Who knows? Maybe he could. There were a lot of things about both of them I didn’t know.

Shamus, walking away, couldn’t see us. Still, he must have felt Zay’s gaze. He lifted his hand in a dismissive wave.

Zayvion inhaled, his nostrils flaring. When he looked back at me, he was calm. Zen Zay. Private Zay. Controlled. Deadly.

“Vacation’s over, isn’t it?” I asked.

Zay shrugged one shoulder. “I think we have time for one last lunch.”

“As long as lunch involves coffee, I’m on for it.” We both got in the car, and at least one of us, namely me, wondered how long it would be before the storm really hit.

Chapter Two

The River Grill was on the Oregon side of the Columbia, and should have been swank if the real estate surrounding it had any sway. Instead, it looked pretty much the same as it did back in the day when the lumberyards were still going strong-a squat, wide building with plenty of windows facing the water, mostly clean tables, and food that was hot, filling, and cheap.

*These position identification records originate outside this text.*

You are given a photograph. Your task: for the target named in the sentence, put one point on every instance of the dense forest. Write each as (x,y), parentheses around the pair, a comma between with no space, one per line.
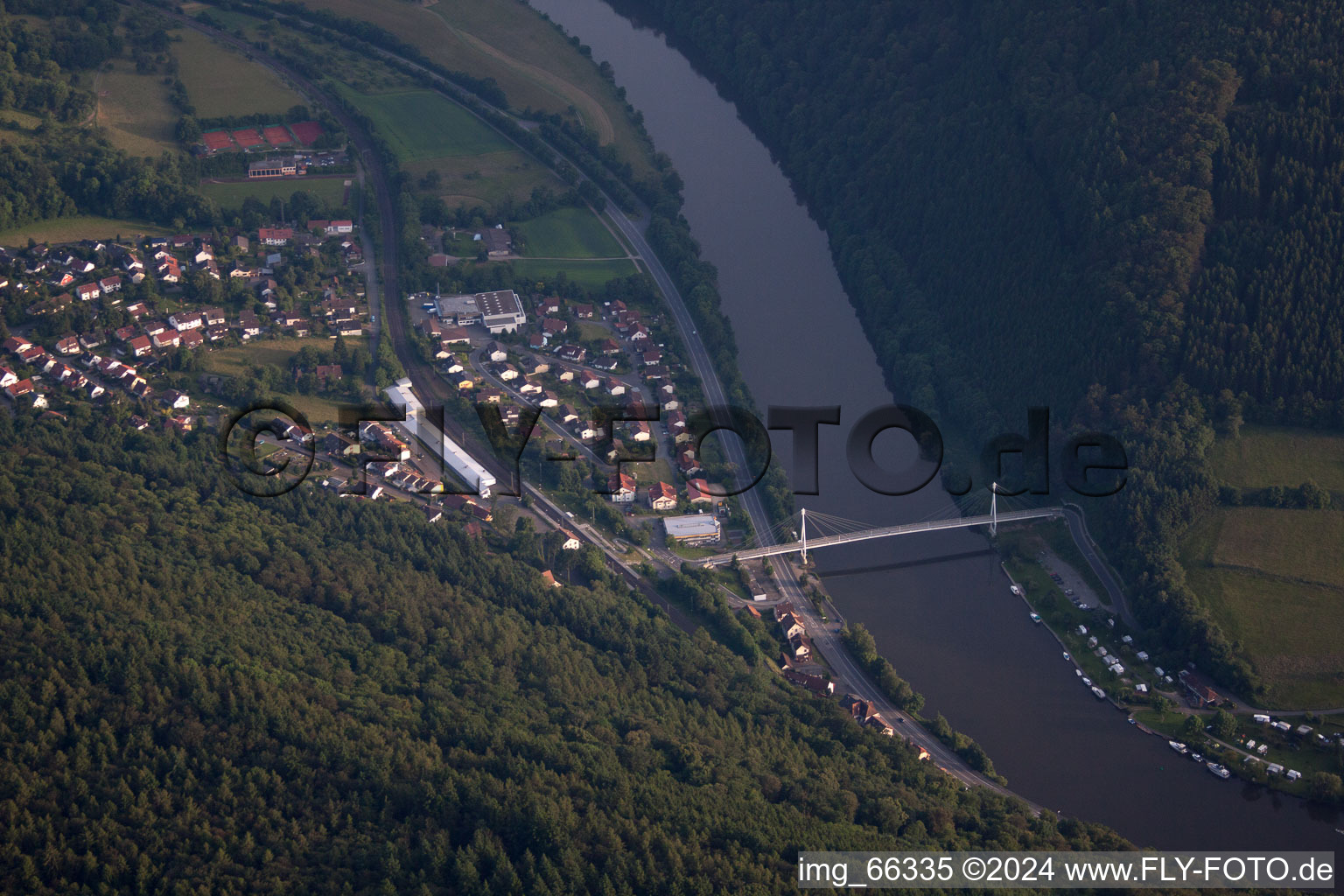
(1128,211)
(205,692)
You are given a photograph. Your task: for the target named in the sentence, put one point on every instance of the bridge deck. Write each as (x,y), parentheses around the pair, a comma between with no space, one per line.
(864,535)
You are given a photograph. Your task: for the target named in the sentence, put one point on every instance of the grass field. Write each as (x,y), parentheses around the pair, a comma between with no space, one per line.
(67,230)
(1292,630)
(486,178)
(228,19)
(238,359)
(589,331)
(328,190)
(220,82)
(420,124)
(1264,457)
(569,233)
(591,274)
(503,39)
(1303,546)
(135,110)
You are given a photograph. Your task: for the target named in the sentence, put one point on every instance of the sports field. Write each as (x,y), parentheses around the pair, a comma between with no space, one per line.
(567,233)
(220,82)
(593,274)
(231,195)
(421,124)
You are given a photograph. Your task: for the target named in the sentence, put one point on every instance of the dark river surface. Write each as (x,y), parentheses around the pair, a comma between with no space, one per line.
(938,605)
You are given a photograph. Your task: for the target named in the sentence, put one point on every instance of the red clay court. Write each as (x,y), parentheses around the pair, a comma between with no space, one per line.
(217,140)
(277,136)
(306,132)
(248,137)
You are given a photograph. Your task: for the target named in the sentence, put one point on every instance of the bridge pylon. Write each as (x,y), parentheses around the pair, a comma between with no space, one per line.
(993,509)
(804,554)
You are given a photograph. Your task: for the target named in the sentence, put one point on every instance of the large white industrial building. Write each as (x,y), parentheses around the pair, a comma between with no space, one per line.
(453,454)
(500,311)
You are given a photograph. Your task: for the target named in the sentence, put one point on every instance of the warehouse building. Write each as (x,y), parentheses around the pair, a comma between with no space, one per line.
(695,528)
(453,454)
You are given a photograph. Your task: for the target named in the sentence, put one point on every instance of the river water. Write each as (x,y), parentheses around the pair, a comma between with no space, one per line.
(938,605)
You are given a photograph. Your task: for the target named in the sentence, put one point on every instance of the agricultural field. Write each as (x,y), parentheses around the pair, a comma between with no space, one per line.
(135,110)
(228,20)
(1301,546)
(231,195)
(1273,597)
(567,233)
(237,360)
(592,274)
(67,230)
(220,82)
(1288,457)
(529,60)
(486,178)
(421,124)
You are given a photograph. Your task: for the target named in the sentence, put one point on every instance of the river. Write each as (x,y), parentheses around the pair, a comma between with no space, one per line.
(937,605)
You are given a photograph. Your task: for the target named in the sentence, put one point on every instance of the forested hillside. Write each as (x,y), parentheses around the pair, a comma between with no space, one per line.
(203,692)
(1128,211)
(52,163)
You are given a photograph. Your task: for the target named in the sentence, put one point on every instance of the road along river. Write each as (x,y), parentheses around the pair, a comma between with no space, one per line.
(937,605)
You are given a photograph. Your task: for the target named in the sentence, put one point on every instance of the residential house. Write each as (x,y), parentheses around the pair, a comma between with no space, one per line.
(697,492)
(176,401)
(622,488)
(662,497)
(275,235)
(187,320)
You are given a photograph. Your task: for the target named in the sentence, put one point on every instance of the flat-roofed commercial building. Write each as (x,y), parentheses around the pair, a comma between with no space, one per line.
(500,311)
(694,528)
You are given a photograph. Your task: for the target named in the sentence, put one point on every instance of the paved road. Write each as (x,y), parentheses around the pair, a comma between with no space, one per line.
(431,388)
(1078,528)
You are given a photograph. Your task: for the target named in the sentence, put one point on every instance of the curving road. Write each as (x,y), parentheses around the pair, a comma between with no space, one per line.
(847,676)
(1078,529)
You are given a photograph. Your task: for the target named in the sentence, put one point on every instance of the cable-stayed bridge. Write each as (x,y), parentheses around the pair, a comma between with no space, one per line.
(840,531)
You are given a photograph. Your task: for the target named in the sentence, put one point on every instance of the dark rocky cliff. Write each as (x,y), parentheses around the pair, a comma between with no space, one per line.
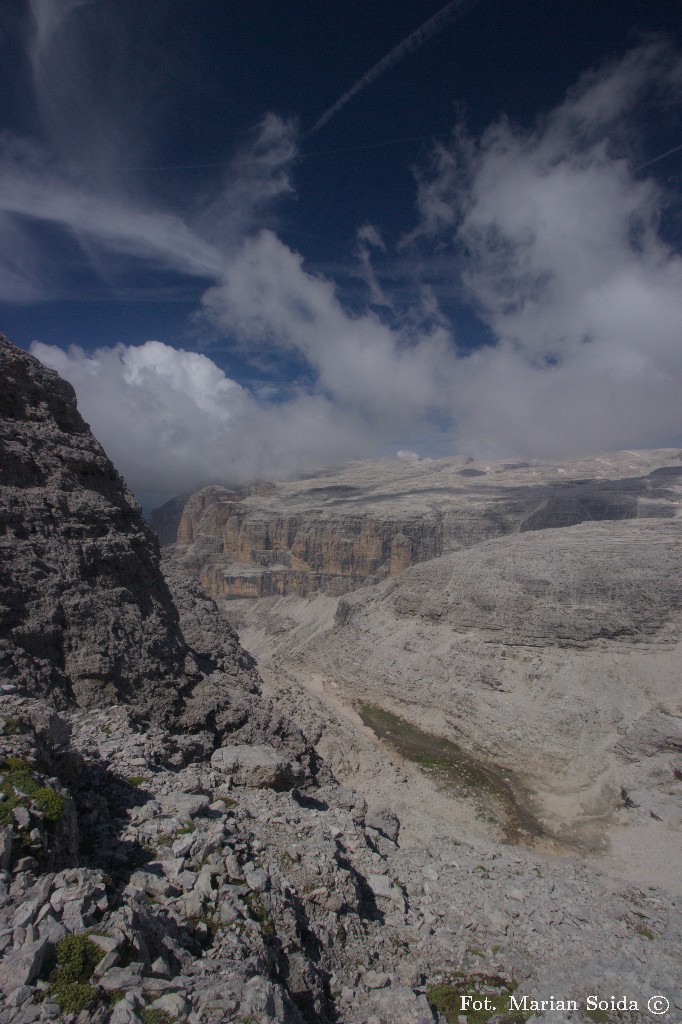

It was three o’clock, a little late for lunch, and a little early for dinner, so the place was mostly empty.

Zay and I took a table by the window and Shamus strolled in behind us. He plucked a menu off the stack by the cash register, and read it while walking over to the table.

“Think it’s the burger today.” He sat in the remaining chair and folded the menu.

“Big surprise,” Zayvion said over the top of his glass of water.